Node-level: At the node level, a key advantage of our algorithm over that of the Vanilla GCN is its adaptive assignment of lower aggregation weights to nodes with lower homogeneity. The algorithm can effectively fit not only highly homogeneous nodes but also low-homogeneity ones. This enables the fitting of bimodal distributions in the dataset and fundamentally enhances the representation ability of the GCN. We conducted experiments on SqueezeGCN and Vanilla GCN using the friends relation and a 1:1:8 dataset partitioning method in MGTAB and Twibot-20 and compared the homogeneity of the misclassified nodes. The final results are shown in Figure 5.
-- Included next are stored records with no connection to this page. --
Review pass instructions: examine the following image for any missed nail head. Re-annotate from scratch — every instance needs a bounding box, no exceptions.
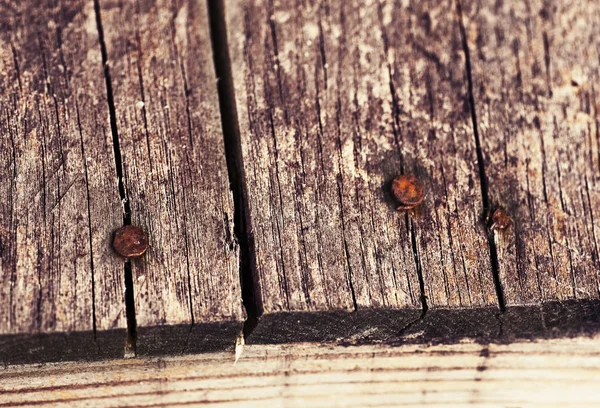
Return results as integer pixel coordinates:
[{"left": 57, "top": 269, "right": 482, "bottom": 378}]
[
  {"left": 113, "top": 225, "right": 148, "bottom": 258},
  {"left": 392, "top": 174, "right": 424, "bottom": 211},
  {"left": 490, "top": 207, "right": 512, "bottom": 231}
]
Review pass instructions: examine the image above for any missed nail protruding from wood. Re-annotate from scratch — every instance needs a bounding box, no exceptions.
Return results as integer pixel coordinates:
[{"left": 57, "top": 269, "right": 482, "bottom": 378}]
[
  {"left": 490, "top": 207, "right": 512, "bottom": 231},
  {"left": 392, "top": 174, "right": 424, "bottom": 211},
  {"left": 113, "top": 225, "right": 148, "bottom": 258}
]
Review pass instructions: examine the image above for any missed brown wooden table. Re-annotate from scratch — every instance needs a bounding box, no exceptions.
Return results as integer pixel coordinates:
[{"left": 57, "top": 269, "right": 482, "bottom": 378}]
[{"left": 0, "top": 0, "right": 600, "bottom": 402}]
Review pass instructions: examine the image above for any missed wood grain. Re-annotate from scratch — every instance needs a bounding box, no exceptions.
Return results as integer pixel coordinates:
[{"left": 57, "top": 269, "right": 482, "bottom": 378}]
[
  {"left": 228, "top": 1, "right": 504, "bottom": 324},
  {"left": 463, "top": 1, "right": 600, "bottom": 305},
  {"left": 0, "top": 1, "right": 125, "bottom": 334},
  {"left": 0, "top": 338, "right": 600, "bottom": 407},
  {"left": 100, "top": 1, "right": 243, "bottom": 334}
]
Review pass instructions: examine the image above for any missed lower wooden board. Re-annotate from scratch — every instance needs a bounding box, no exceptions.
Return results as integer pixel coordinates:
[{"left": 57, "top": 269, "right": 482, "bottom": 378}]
[
  {"left": 0, "top": 0, "right": 125, "bottom": 338},
  {"left": 0, "top": 337, "right": 600, "bottom": 407}
]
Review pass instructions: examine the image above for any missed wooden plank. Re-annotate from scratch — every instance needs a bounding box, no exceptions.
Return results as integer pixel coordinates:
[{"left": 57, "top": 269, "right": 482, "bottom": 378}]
[
  {"left": 0, "top": 1, "right": 125, "bottom": 338},
  {"left": 227, "top": 1, "right": 497, "bottom": 332},
  {"left": 0, "top": 338, "right": 600, "bottom": 407},
  {"left": 462, "top": 0, "right": 600, "bottom": 305},
  {"left": 100, "top": 0, "right": 243, "bottom": 344}
]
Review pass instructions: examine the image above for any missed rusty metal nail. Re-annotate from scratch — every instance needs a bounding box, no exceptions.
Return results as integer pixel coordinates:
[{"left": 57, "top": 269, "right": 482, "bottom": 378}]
[
  {"left": 392, "top": 174, "right": 423, "bottom": 211},
  {"left": 113, "top": 225, "right": 148, "bottom": 258},
  {"left": 490, "top": 207, "right": 512, "bottom": 231}
]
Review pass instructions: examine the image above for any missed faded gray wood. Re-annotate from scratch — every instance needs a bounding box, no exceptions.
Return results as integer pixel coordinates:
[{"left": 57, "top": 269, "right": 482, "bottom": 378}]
[
  {"left": 0, "top": 0, "right": 600, "bottom": 361},
  {"left": 228, "top": 1, "right": 497, "bottom": 320},
  {"left": 100, "top": 1, "right": 243, "bottom": 332},
  {"left": 463, "top": 0, "right": 600, "bottom": 305},
  {"left": 0, "top": 1, "right": 125, "bottom": 334}
]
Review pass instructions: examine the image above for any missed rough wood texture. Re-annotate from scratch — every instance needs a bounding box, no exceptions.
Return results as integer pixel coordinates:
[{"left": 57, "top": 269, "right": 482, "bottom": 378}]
[
  {"left": 100, "top": 0, "right": 243, "bottom": 330},
  {"left": 0, "top": 1, "right": 125, "bottom": 334},
  {"left": 0, "top": 338, "right": 600, "bottom": 407},
  {"left": 463, "top": 0, "right": 600, "bottom": 305}
]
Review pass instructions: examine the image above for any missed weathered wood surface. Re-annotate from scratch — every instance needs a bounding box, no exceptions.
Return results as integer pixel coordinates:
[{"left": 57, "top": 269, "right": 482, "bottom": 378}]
[
  {"left": 100, "top": 1, "right": 243, "bottom": 341},
  {"left": 228, "top": 1, "right": 600, "bottom": 334},
  {"left": 0, "top": 338, "right": 600, "bottom": 407},
  {"left": 0, "top": 1, "right": 125, "bottom": 334},
  {"left": 0, "top": 1, "right": 244, "bottom": 354},
  {"left": 0, "top": 0, "right": 600, "bottom": 362},
  {"left": 463, "top": 1, "right": 600, "bottom": 305}
]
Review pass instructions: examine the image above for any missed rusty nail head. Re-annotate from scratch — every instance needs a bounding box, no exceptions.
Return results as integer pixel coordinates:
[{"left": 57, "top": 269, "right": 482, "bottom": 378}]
[
  {"left": 490, "top": 207, "right": 512, "bottom": 231},
  {"left": 113, "top": 225, "right": 148, "bottom": 258},
  {"left": 392, "top": 174, "right": 423, "bottom": 211}
]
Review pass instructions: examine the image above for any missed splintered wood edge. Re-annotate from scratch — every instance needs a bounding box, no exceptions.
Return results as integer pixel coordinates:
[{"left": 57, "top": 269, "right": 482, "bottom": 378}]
[
  {"left": 0, "top": 337, "right": 600, "bottom": 407},
  {"left": 0, "top": 300, "right": 600, "bottom": 366}
]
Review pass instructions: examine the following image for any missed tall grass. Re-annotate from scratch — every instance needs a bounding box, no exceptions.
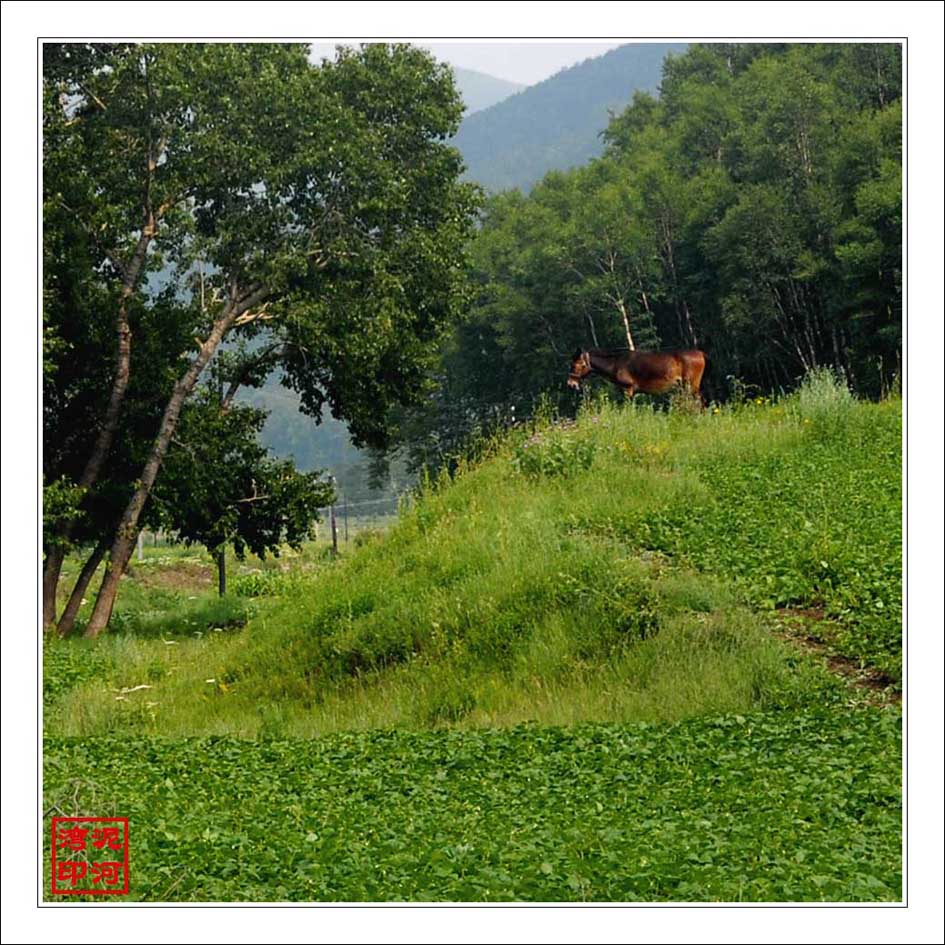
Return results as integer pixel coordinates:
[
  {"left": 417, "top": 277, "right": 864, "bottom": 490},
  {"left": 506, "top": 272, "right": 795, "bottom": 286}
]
[{"left": 48, "top": 375, "right": 901, "bottom": 737}]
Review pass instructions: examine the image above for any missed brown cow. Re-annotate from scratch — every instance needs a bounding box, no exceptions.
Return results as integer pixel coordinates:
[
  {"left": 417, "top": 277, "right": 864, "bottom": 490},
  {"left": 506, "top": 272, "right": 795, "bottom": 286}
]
[{"left": 568, "top": 348, "right": 705, "bottom": 401}]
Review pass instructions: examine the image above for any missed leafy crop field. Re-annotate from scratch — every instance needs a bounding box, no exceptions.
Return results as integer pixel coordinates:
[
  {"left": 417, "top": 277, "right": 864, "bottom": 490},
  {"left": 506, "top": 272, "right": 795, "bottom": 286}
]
[
  {"left": 46, "top": 709, "right": 901, "bottom": 902},
  {"left": 45, "top": 377, "right": 902, "bottom": 901}
]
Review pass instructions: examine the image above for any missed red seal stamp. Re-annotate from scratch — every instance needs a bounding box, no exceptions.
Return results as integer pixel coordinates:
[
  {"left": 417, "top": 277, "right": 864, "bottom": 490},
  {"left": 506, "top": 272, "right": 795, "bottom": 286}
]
[{"left": 50, "top": 817, "right": 128, "bottom": 896}]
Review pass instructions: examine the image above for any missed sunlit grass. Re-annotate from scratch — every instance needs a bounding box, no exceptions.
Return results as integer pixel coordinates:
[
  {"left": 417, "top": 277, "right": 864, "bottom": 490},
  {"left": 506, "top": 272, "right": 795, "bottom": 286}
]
[{"left": 49, "top": 379, "right": 901, "bottom": 737}]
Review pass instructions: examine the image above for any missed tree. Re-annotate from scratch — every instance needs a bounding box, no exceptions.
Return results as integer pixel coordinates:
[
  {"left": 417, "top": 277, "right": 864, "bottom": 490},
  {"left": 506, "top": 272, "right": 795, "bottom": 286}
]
[
  {"left": 388, "top": 43, "right": 902, "bottom": 463},
  {"left": 45, "top": 44, "right": 477, "bottom": 636},
  {"left": 153, "top": 388, "right": 334, "bottom": 596}
]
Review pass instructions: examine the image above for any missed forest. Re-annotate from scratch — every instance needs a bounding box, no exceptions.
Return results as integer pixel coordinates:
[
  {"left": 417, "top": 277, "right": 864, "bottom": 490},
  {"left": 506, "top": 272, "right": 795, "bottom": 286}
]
[
  {"left": 396, "top": 44, "right": 902, "bottom": 465},
  {"left": 39, "top": 41, "right": 908, "bottom": 914}
]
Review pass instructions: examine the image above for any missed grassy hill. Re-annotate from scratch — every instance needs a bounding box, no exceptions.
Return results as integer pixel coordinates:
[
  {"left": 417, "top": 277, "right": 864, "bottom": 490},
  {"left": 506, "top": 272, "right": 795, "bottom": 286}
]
[
  {"left": 454, "top": 43, "right": 686, "bottom": 191},
  {"left": 45, "top": 377, "right": 901, "bottom": 901}
]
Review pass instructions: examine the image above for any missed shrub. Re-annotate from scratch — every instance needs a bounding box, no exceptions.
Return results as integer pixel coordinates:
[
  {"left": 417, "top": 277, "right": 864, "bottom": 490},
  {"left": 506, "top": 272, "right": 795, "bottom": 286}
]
[{"left": 512, "top": 425, "right": 596, "bottom": 479}]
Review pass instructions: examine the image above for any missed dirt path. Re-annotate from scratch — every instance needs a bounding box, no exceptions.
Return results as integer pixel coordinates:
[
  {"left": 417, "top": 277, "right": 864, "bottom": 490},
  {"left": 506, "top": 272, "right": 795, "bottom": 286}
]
[{"left": 772, "top": 607, "right": 902, "bottom": 705}]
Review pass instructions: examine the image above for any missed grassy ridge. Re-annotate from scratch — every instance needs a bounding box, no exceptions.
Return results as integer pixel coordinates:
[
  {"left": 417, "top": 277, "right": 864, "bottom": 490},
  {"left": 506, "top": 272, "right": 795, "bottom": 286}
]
[
  {"left": 44, "top": 377, "right": 901, "bottom": 901},
  {"left": 46, "top": 709, "right": 901, "bottom": 902},
  {"left": 52, "top": 381, "right": 901, "bottom": 736}
]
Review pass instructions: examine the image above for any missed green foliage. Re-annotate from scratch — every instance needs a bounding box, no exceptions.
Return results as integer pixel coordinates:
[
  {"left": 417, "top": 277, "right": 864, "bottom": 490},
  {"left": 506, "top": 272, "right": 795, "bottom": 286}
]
[
  {"left": 43, "top": 476, "right": 85, "bottom": 548},
  {"left": 403, "top": 43, "right": 902, "bottom": 462},
  {"left": 512, "top": 424, "right": 596, "bottom": 478},
  {"left": 153, "top": 391, "right": 334, "bottom": 560},
  {"left": 43, "top": 708, "right": 902, "bottom": 902}
]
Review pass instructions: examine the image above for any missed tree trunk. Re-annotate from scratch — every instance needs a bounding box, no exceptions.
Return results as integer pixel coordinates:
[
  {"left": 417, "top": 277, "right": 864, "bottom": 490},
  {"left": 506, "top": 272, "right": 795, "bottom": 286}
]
[
  {"left": 617, "top": 299, "right": 636, "bottom": 351},
  {"left": 85, "top": 289, "right": 266, "bottom": 638},
  {"left": 56, "top": 538, "right": 108, "bottom": 637},
  {"left": 43, "top": 227, "right": 155, "bottom": 627},
  {"left": 43, "top": 546, "right": 66, "bottom": 628},
  {"left": 215, "top": 547, "right": 226, "bottom": 597}
]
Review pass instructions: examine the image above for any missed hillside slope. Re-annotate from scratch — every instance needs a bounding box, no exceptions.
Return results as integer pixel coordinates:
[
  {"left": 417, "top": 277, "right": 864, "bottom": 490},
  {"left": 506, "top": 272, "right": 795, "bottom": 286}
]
[
  {"left": 453, "top": 66, "right": 525, "bottom": 115},
  {"left": 49, "top": 378, "right": 902, "bottom": 735},
  {"left": 454, "top": 43, "right": 686, "bottom": 190},
  {"left": 43, "top": 378, "right": 902, "bottom": 902}
]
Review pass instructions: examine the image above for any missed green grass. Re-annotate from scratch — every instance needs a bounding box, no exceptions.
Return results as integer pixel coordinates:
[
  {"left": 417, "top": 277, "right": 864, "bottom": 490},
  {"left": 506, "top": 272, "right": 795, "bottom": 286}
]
[
  {"left": 45, "top": 709, "right": 901, "bottom": 902},
  {"left": 44, "top": 375, "right": 901, "bottom": 901},
  {"left": 51, "top": 384, "right": 901, "bottom": 737}
]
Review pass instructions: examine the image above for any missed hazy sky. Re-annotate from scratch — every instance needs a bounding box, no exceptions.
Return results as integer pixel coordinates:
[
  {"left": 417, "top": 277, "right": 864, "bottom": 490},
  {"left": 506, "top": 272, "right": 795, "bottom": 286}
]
[{"left": 312, "top": 40, "right": 623, "bottom": 85}]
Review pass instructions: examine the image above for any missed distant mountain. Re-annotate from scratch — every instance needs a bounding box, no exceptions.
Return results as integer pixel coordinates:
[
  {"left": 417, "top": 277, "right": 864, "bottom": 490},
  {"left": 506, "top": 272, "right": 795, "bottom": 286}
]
[
  {"left": 453, "top": 66, "right": 527, "bottom": 115},
  {"left": 454, "top": 43, "right": 686, "bottom": 191}
]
Our experiments revealed the following phenomena: for nodes with homogeneity scores ranging from 0 to 0.1, SqueezeGCN exhibited performance improvements of 51.18% and 27.04% on the Twibot-20 and MGTAB datasets, respectively. This indicates that the Squeeze Module enhances the algorithm’s performance on Twitter bots with lower homogeneity. Additionally, we observed that our algorithm not only significantly improves the fitting of low-homogeneity nodes, but also performs comparably to the Vanilla GCN in terms of fitting high-homogeneity nodes. Therefore, we believe that our algorithm is effective for fitting bimodal distributions of novel datasets compared to the GCN series of algorithms.

6.3. Analysis of Model Depth

In this subsection, the effectiveness of the proposed SqueezeGCN in mitigating the common over-smoothing issue in GNNs is demonstrated.

Within the GCN framework, the k-th GCN layer aggregates k-hop neighborhood relations. Previous studies have indicated that excessive layering in the GCN results in the over-smoothing problem, leading to a performance degradation. However, in SqueezeGCN, the aggregation level of nodes is adaptively selected by each layer. This approach avoids the unnecessary aggregation of less important high-order relations that can cause over-smoothing [43,44].

To compare the performance of SqueezeGCN, GCN, GAT, and GCNII at various network depths, we conducted an experiment with the number of GCN layers set as {1, 2, 3, 4, 5}. The results are depicted in Figure 6.

Both the GCN and GAT achieved their best performances when using only one layer. As the number of layers increased, these models exhibited significant declines in performance. This indicates the presence of the over-smoothing issue in the GCN models. While the GCNII partially mitigated the over-smoothing phenomenon, its overall performance was inferior to that of our proposed SqueezeGCN. Notably, our algorithm’s performance did not show a significant impact with an increase in the number of layers, demonstrating its ability to alleviate the effects of over-smoothing while ensuring a high detection accuracy.

7. Conclusions

The detection of Twitter bot poses a significant and challenging task, especially considering the increasing sophistication and stealthiness of bot accounts in recent years. To tackle this emerging challenge, an effective algorithm for detecting Twitter bot accounts based on neighborhood-adaptive aggregation is proposed in this study. Our approach incorporates self-attention to assign weights adaptively to nodes, thus capturing the significance of neighboring nodes. An extensive evaluation of our model was conducted on multiple benchmark datasets, including MGTAB, Cresci-15, and Twibot-20, for bot detection. The results demonstrate the superior performance and robustness of our model compared to previous approaches. Moreover, our experimental findings indicate that our model can mitigate the inherent over-smoothing issue in GCN to some extent.

In summary, SqueezeGCN has emerged as an innovative solution in the realm of identifying and detecting malicious social bots on the prominent social media platform Twitter. With its remarkable efficacy in aiding decision-making processes, this tool offers a significant improvement in efficiently uncovering such accounts. The implications of this advancement extend to combating the pervasive challenge of online armies, averting the escalation of extreme online public opinion outbreaks and ultimately safeguarding social stability. As such, the practical value and overarching significance of SqueezeGCN in this domain are undeniable.